It’s easy to believe in socialism in modern America. It’s easy to hear about everyone working together for the common good, the government making sure everyone plays nice, and free and affordable everything for everyone and think, “Well that sounds like a great idea.” But the only reason it is so easy to believe is because we have never lived in a fully socialist country. We don’t know what socialism actually costs. Or what it actually looks like.
There’s an interesting story about Boris Yeltsin, then head of the Soviet Union, coming for a visit to America in 1989. He visited Johnson Space Center, but that nexus of technological wizardry didn’t turn his head. What did turn his head was an informal visit to a local Randall’s grocery store:
About a year after the Russian leader left office, a Yeltsin biographer later wrote that on the plane ride to Yeltsin’s next destination, Miami, he was despondent. He couldn’t stop thinking about the plentiful food at the grocery store and what his countrymen had to subsist on in Russia.
In Yeltsin’s own autobiography, he wrote about the experience at Randall’s, which shattered his view of communism, according to pundits. Two years later, he left the Communist Party and began making reforms to turn the economic tide in Russia. . . .
“When I saw those shelves crammed with hundreds, thousands of cans, cartons and goods of every possible sort, for the first time I felt quite frankly sick with despair for the Soviet people,” Yeltsin wrote. “That such a potentially super-rich country as ours has been brought to a state of such poverty! It is terrible to think of it.”
So there you have it. Socialism works only on paper. And it works on paper only in an environment of wealth. You look around you today in the US and you think, “A small percentage of people have such fabulous wealth. If only we could spread that wealth around, then everyone would be happy.” Yet you don’t realize that wealth has already been spread around.
The tragedy of socialism is that it destroys all the wealth in a country in an attempt to create equality. It happened in the Soviet Union. And in China. North Korea. Vietnam. It’s not as if we don’t have plenty of case studies of the failures of socialism and communism. They litter the road of history like discarded bags of half-eaten takeout.

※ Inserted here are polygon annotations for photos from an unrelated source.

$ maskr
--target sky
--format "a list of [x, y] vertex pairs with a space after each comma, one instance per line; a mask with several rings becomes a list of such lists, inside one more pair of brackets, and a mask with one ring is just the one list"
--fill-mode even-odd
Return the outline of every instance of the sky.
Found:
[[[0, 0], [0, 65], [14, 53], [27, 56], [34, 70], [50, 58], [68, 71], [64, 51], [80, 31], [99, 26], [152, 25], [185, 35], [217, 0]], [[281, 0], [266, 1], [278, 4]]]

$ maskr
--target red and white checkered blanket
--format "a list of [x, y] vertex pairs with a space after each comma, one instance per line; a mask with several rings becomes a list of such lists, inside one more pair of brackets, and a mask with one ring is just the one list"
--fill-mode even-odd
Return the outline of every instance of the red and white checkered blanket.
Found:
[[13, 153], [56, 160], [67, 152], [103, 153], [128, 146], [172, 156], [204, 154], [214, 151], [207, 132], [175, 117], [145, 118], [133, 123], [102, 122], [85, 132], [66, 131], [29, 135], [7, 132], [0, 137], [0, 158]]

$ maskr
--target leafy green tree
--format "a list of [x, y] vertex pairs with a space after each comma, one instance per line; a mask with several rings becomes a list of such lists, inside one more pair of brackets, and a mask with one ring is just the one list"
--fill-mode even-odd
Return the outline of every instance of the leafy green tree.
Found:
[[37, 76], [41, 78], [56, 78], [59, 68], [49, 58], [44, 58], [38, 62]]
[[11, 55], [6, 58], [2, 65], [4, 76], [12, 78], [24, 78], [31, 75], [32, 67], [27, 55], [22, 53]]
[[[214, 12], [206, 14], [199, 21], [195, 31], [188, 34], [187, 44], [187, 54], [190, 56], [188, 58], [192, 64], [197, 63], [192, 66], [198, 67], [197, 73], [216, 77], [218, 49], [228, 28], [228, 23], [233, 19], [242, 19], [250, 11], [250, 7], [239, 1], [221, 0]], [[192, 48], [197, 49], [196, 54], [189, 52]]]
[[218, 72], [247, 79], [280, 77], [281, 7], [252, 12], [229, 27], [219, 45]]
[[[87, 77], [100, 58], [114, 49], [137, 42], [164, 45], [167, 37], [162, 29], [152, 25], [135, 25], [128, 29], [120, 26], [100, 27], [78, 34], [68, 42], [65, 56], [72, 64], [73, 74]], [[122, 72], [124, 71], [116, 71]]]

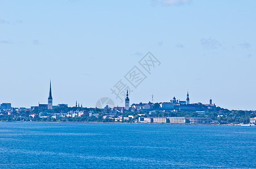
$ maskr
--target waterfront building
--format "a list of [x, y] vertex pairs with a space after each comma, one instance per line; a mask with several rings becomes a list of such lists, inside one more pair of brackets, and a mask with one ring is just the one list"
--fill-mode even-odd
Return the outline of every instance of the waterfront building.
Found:
[[212, 119], [208, 118], [203, 117], [187, 117], [187, 119], [190, 123], [210, 123], [212, 122]]
[[139, 117], [139, 122], [141, 123], [153, 123], [153, 118]]
[[128, 95], [128, 89], [127, 90], [126, 99], [125, 99], [125, 109], [128, 110], [130, 108], [130, 99]]
[[169, 123], [169, 119], [166, 117], [154, 117], [153, 118], [153, 123]]
[[186, 117], [167, 117], [169, 119], [170, 123], [173, 124], [185, 124], [188, 122]]

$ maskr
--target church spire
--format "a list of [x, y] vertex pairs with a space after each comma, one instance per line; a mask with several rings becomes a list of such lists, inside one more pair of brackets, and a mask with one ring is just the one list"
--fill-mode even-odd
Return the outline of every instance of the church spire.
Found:
[[52, 81], [50, 81], [50, 92], [49, 92], [48, 99], [53, 99], [53, 97], [52, 96]]
[[189, 104], [189, 91], [187, 91], [187, 99], [186, 99], [186, 102], [187, 104]]

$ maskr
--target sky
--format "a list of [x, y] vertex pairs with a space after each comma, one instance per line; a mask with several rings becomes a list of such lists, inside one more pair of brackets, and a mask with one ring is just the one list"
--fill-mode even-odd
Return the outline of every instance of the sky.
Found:
[[46, 104], [51, 80], [54, 105], [122, 106], [129, 88], [256, 110], [255, 20], [253, 0], [2, 0], [0, 103]]

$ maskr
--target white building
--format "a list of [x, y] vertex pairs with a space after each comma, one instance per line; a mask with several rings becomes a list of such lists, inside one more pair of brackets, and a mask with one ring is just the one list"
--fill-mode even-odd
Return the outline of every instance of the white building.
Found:
[[160, 104], [160, 108], [163, 109], [174, 109], [174, 105], [171, 103], [164, 102]]
[[170, 121], [170, 123], [173, 124], [185, 124], [186, 123], [186, 117], [167, 117]]

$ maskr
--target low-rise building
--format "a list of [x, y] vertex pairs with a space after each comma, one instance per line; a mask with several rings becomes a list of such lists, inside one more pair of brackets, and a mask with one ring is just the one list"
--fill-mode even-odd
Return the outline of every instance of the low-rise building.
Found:
[[166, 117], [154, 117], [153, 118], [153, 123], [169, 123], [169, 119]]
[[173, 124], [185, 124], [188, 122], [188, 120], [186, 119], [186, 117], [167, 117], [170, 121], [170, 123]]
[[187, 117], [187, 119], [190, 123], [210, 123], [212, 122], [211, 119], [204, 117]]

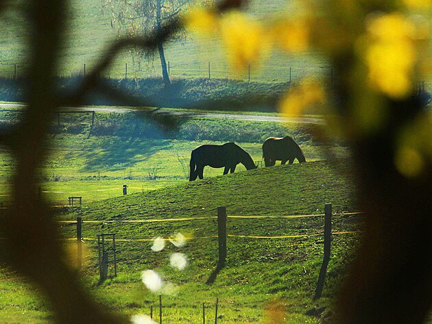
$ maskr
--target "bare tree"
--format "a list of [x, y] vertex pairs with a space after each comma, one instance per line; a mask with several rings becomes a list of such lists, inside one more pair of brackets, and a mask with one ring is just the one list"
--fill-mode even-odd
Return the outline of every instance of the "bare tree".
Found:
[[[187, 8], [190, 3], [190, 0], [103, 0], [102, 10], [109, 12], [111, 26], [117, 28], [119, 37], [123, 37], [124, 35], [135, 37], [160, 30], [163, 24], [177, 17], [182, 10]], [[171, 40], [180, 40], [184, 38], [184, 32], [179, 32]], [[157, 40], [157, 47], [163, 81], [165, 88], [169, 88], [171, 82], [161, 39]], [[134, 64], [141, 66], [142, 60], [152, 60], [154, 52], [135, 47], [132, 54]]]

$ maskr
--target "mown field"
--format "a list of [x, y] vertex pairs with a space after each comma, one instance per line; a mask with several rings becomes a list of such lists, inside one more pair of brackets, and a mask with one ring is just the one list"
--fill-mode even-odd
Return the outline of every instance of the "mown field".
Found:
[[[83, 74], [84, 64], [86, 71], [91, 71], [106, 45], [115, 39], [117, 29], [111, 27], [109, 12], [102, 12], [101, 3], [99, 0], [70, 2], [71, 14], [64, 44], [64, 52], [61, 57], [60, 75]], [[289, 3], [280, 0], [271, 5], [267, 1], [250, 1], [248, 13], [254, 19], [263, 20], [265, 14], [287, 12], [289, 5]], [[22, 62], [28, 55], [25, 42], [30, 27], [25, 25], [23, 17], [14, 12], [8, 12], [6, 17], [0, 23], [0, 38], [3, 40], [0, 43], [2, 53], [0, 73], [12, 75], [14, 64], [17, 64], [18, 73], [21, 74], [25, 69]], [[23, 23], [24, 27], [17, 30], [16, 21]], [[248, 79], [246, 73], [238, 74], [229, 68], [224, 45], [219, 38], [200, 40], [190, 34], [185, 41], [168, 44], [165, 55], [167, 61], [170, 62], [170, 75], [173, 78], [206, 77], [211, 62], [213, 78]], [[319, 55], [287, 55], [274, 51], [265, 56], [265, 64], [259, 67], [252, 66], [252, 80], [286, 82], [289, 78], [289, 67], [291, 67], [291, 77], [294, 79], [307, 74], [326, 77], [331, 74], [328, 64]], [[138, 71], [138, 77], [160, 76], [158, 60], [156, 57], [154, 63], [142, 62], [143, 68]], [[124, 77], [125, 63], [128, 64], [129, 77], [133, 77], [132, 60], [127, 50], [115, 60], [109, 71], [110, 77]]]
[[[3, 114], [8, 118], [3, 119], [7, 123], [3, 121], [2, 127], [19, 119], [13, 112]], [[213, 236], [217, 233], [214, 217], [218, 206], [226, 206], [230, 216], [320, 214], [327, 202], [333, 203], [335, 212], [357, 210], [355, 184], [346, 172], [349, 154], [342, 143], [333, 143], [329, 154], [312, 138], [309, 127], [300, 124], [190, 118], [179, 121], [176, 129], [156, 132], [154, 124], [137, 119], [135, 114], [101, 113], [96, 114], [92, 135], [87, 138], [88, 117], [68, 116], [62, 116], [60, 125], [54, 121], [48, 136], [52, 151], [40, 171], [42, 195], [52, 205], [67, 203], [70, 195], [82, 196], [82, 212], [59, 208], [56, 219], [73, 221], [82, 214], [82, 284], [103, 307], [127, 316], [149, 314], [151, 305], [156, 310], [161, 292], [151, 292], [141, 280], [143, 271], [152, 269], [171, 284], [162, 292], [164, 323], [200, 322], [202, 303], [206, 305], [207, 321], [211, 321], [217, 297], [220, 323], [269, 323], [278, 309], [285, 312], [286, 323], [317, 323], [323, 317], [331, 318], [332, 299], [359, 234], [334, 236], [323, 298], [313, 301], [322, 259], [322, 216], [228, 218], [226, 266], [213, 284], [206, 282], [217, 260], [217, 239]], [[208, 169], [204, 179], [193, 183], [187, 179], [190, 151], [200, 144], [235, 140], [258, 162], [263, 139], [286, 134], [298, 141], [306, 164], [250, 171], [239, 166], [235, 173], [227, 176], [221, 175], [221, 169]], [[330, 164], [326, 162], [328, 155], [342, 162]], [[8, 195], [14, 162], [4, 150], [0, 160], [0, 193]], [[129, 186], [125, 196], [121, 193], [123, 184]], [[8, 205], [8, 196], [0, 199]], [[200, 219], [107, 222], [197, 217]], [[335, 216], [334, 230], [359, 229], [359, 223], [358, 216]], [[75, 237], [75, 225], [58, 225], [65, 239]], [[116, 233], [119, 275], [110, 277], [110, 278], [99, 284], [95, 240], [97, 234], [108, 232]], [[190, 238], [186, 246], [176, 247], [167, 242], [161, 251], [150, 249], [156, 237], [167, 238], [176, 233]], [[302, 236], [241, 236], [293, 235]], [[65, 258], [74, 266], [76, 242], [62, 244]], [[112, 253], [109, 245], [107, 248]], [[188, 260], [182, 271], [169, 263], [171, 255], [178, 252]], [[51, 323], [49, 304], [36, 288], [1, 269], [0, 312], [5, 323]]]

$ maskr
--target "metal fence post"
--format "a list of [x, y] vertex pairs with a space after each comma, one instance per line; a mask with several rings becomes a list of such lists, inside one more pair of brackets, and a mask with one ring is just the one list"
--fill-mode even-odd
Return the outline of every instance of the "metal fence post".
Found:
[[226, 260], [226, 207], [217, 208], [217, 238], [219, 241], [219, 262], [222, 268]]
[[314, 300], [321, 297], [326, 279], [327, 266], [328, 266], [328, 262], [330, 262], [331, 249], [331, 203], [326, 203], [324, 206], [324, 258], [322, 260], [322, 264], [321, 265], [321, 269], [320, 270], [320, 275], [318, 275], [317, 288], [315, 290], [315, 297], [313, 297]]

Now is the only time when socialism makes any sense. When there is still wealth enough to go around, but it’s not going around quite like you’d like. That’s when socialism makes the most sense. But give into it, and it pulls its bait and switch. The reality of socialism fully unfurled is greater injustice, totalitarianism, and abject poverty. Ask anyone who has lived through it. Ask Boris Yeltsin. All it took for him to abandon socialism was a trip to an American grocery store. What’s our excuse?